Pernahkah aspal Saradan sepi? "Walau malam jalan ini tetap penuh, mas".
"Ups, siapa yang ngejawab pertanyaanku tadi?"batinku.
Ngomong-ngomong masalah hutan tidak ada habis-habisnya. Karena jalan pulang tidak ambil Magetan, jadi wilayah hutan akan kami sambangi lagi didaerah Ngawi. Â
benar saja, Monumen Soerjo terlihat disisi kiri. Jejeran pohon jati memagari- memberi kekuatan pekat untuk kian memegang posisi. Pondok putri Gontor menampilkan diri selanjutnya. Aku tinggalkan diekor mata.
Bertiga terus melaju dengan jangkauan seadanya-kondisi memang padat dengan truk dan bus. Aku memberi kode untuk istirahat di Mantingan. Semua sepakat. Hutan gelap masih memayungi berbaur tingkah polah bus dari arah timur. Apa mereka SINTING?(Sopir Paling Penting-maksud pen) Seenak udelnya menyalip menyandang keselamatan penumpang. Rest area tampak. Ilham menepikan motornya-diikuti Apek. Pas didepan warung sate kambing- tapi tutup. Turun dari pelana kuda(besi) ibarat mendapat guyuran air pegunungan. Tangan diangkat keatas menegang. Gemeretak tulang menandakan bahwa dera kelelahan terlalu berat. Kaki diselonjorkan mengeliat. Aqua aku teguk semampunya. Hmmm....betapa nikmat. Kenyamanan terdapatkan diantara gelap malam. Â Tak jauh dari kami, warung hik masih hidup. Celoteh khas proletar menguatkan kami untuk jangan tergesa melepaskan suasana hening. Ilham sudah menyedot es teh yang telah diidam-idamkan beberapa jam lalu. Ada sekitar 20 menit kami ambil jatah break.
Mata aku kerjapkan sambil memandangi kawasan itu. Beberapa bapak-bapak terlihat keluar dari gapuro kampung seberang jalan pakai sarung rapi. Pulang pengajian?
Dirasa cukup, kami naik keatas pelana. Suprit kembali aku pegang. Menderulah motor menuju Sragen. Suntikan kesegaran menjadi item penting bagi kami.

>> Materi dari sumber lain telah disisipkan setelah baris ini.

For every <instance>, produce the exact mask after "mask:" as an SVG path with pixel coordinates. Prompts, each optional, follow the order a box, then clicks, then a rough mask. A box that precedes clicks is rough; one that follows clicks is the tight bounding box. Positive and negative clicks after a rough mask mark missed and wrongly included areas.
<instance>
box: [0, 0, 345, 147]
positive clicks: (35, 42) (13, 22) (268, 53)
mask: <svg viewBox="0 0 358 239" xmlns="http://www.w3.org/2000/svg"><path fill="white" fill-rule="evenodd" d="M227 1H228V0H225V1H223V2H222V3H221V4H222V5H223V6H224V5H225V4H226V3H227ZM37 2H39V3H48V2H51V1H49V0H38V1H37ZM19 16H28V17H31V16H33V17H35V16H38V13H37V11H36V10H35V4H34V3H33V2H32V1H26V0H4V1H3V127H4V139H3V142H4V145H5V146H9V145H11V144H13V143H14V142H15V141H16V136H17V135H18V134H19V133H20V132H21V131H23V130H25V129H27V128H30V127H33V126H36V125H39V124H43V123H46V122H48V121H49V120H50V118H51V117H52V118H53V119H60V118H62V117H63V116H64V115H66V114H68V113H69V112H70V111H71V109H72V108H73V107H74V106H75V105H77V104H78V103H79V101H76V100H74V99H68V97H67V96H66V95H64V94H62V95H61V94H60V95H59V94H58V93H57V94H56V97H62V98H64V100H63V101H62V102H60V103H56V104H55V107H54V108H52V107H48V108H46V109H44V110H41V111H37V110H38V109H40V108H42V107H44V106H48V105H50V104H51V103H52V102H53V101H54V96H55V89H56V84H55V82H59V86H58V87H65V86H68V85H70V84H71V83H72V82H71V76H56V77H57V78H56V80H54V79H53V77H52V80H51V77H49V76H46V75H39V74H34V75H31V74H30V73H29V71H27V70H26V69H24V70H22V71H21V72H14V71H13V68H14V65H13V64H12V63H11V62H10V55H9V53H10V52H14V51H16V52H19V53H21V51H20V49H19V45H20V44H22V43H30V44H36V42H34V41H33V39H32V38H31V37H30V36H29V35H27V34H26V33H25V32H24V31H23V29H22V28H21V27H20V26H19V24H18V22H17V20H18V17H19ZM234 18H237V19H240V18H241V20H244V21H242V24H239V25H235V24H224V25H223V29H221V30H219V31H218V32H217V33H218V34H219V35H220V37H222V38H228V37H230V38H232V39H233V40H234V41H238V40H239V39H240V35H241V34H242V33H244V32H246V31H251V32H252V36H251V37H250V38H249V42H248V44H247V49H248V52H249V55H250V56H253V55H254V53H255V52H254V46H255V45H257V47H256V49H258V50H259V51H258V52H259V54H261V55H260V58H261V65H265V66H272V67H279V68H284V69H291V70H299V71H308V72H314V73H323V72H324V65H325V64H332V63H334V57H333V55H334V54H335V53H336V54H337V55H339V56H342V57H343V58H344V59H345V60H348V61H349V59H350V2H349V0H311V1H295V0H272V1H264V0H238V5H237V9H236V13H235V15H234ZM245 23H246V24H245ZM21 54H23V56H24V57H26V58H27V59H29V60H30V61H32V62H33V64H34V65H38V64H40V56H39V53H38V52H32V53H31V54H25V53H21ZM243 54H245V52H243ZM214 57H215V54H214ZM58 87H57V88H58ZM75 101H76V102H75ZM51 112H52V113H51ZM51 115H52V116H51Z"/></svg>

Suara knalpot tertinggal di belakang. Masih menemui jalan menikung dan bergelombang-tambal sulam masih ada.
Memasuki Sragen semakin lengang saja. Lewat jalur kota setelah gerbang selamat datang mengharuskan kami hati-hati. Beberapa lubang terfragmen sporadis. Tidak banyak sih, tapi cukup mengagetkan. Tikungan Masaran menyambut kedatangan. Bukan hotmix ramah namun kehancuran aspal bener-bener parah. Pelek motor kami dihajar beruntun. Lama tidak lewat daerah ini sudah menjadi ajang kedongkolan.

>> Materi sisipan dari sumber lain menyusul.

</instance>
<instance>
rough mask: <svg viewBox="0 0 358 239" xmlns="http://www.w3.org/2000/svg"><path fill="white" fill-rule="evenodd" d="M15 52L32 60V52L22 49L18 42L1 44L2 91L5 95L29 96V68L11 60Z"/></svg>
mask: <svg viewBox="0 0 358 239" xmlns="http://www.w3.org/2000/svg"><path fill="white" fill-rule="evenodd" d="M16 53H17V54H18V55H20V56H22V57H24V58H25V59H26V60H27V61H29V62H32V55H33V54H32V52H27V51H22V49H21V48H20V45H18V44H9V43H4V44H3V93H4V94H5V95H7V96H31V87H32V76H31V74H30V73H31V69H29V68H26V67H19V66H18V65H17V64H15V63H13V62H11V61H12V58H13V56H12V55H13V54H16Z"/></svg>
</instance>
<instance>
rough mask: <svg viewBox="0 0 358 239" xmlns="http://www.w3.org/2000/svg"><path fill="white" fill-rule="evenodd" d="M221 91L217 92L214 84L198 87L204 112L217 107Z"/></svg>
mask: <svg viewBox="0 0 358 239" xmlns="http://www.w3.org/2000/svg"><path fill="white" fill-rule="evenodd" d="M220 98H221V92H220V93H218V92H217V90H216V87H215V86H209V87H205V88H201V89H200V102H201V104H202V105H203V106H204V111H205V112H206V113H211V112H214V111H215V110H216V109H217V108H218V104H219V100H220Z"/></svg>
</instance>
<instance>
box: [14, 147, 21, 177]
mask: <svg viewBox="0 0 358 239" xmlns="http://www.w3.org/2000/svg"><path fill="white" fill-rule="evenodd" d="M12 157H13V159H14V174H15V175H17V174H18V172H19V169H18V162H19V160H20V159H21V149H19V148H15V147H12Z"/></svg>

Aku hanya bisa geleng kepala menyaksikan infrastruktur jalan begitu remuk. Harus tetap sabar.
Fly over Palur terlihat dari kejauhan. Taburan lampunya mirip mercusuar mengarahkan kami untuk melewati bagian bawahnya. Jalan begitu mulus. Stang mengarah ke barat menuju Jembatan Jurug. Kotaku Solo menyapa ramah,"Selamat datang, bro!"